A low dividend yield should affect share price since the company is not an attractive proposition for persons hoping to earn dividend income. That’s the type of thing that no chairman does not ever raise at shareholders’ meeting or even want its small shareholders to know.
The other consequence is that the company does not ever need to raise by the fresh issue of shares or develop a good mix of financing from equity, long-term and short-term debts. There is a rule of thumb that the company can have debt equivalent to four times equity. But instead, our public companies use shareholders’ funds to finance capital expenditure. For example, DDL ten years ago, had $4.7 Bn in debt. Now it is nil. The repayment of those debts and subsequent capital expenditure have come from shareholders’ funds.
Let us take one other metric as a measure of a company’s dividend policy. And that is the number of years of most recent dividend cover measured by the distributable accumulated profits. Meaning that even if they make no profits for those years, they would still be able to pay a dividend.
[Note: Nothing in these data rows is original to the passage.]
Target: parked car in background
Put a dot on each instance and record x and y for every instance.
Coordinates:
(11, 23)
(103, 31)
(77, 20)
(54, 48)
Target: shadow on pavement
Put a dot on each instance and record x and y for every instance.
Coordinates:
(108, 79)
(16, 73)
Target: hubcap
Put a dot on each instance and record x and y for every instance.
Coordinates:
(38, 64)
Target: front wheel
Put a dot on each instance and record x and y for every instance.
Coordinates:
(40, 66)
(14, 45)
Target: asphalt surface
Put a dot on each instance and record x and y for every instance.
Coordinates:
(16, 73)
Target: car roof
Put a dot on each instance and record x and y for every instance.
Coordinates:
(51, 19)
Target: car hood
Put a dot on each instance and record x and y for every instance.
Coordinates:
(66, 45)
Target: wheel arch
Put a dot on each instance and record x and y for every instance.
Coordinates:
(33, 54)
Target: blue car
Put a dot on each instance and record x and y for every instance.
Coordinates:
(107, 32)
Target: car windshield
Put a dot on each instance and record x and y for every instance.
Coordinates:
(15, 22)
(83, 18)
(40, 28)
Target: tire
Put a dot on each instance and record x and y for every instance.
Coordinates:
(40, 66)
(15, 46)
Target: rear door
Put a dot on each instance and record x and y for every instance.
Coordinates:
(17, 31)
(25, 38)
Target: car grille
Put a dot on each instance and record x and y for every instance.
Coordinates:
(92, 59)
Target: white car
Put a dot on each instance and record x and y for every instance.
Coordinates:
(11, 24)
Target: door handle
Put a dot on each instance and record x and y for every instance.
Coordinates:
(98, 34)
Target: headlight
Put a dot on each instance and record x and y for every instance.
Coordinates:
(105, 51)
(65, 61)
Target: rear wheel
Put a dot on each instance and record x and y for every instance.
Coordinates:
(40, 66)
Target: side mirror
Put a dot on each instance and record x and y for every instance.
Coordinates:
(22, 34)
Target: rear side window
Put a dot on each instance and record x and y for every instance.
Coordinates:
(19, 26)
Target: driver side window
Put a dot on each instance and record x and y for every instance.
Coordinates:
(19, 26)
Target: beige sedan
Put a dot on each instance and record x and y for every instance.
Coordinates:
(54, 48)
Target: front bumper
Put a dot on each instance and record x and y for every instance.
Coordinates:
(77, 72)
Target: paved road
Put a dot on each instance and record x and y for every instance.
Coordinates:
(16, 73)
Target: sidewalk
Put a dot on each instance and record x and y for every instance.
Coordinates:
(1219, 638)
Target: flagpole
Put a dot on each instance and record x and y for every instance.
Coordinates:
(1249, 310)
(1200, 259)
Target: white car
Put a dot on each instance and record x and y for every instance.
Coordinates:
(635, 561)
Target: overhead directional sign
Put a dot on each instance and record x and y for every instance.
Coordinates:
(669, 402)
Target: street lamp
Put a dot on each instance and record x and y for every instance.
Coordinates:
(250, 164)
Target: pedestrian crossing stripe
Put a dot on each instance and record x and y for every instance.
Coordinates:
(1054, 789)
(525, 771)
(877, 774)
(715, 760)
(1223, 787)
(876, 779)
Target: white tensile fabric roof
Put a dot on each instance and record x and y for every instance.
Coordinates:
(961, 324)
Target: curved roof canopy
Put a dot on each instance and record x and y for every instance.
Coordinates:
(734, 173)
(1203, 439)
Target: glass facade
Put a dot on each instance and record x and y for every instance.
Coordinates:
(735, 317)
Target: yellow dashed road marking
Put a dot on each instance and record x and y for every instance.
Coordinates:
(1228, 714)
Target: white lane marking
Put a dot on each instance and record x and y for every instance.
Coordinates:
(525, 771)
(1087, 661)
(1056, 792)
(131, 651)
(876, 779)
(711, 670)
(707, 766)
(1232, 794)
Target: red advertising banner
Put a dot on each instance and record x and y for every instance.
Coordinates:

Again, it is DDL with the most dividend cover in reserve (35 years), followed by Banks DIH (29 years), Dembank (24 years) and GBTI (19 years).
Table showing changes in Retained Earnings and Dividends Paid Performance Summary
Source of Information: Guyana Stock Exchange Website and Public Companies Annual Reports. Stated in Guyana Dollars.
Shareholders have to demand more from their directors and the so-called independent and institutional directors must show some regard for the small shareholders.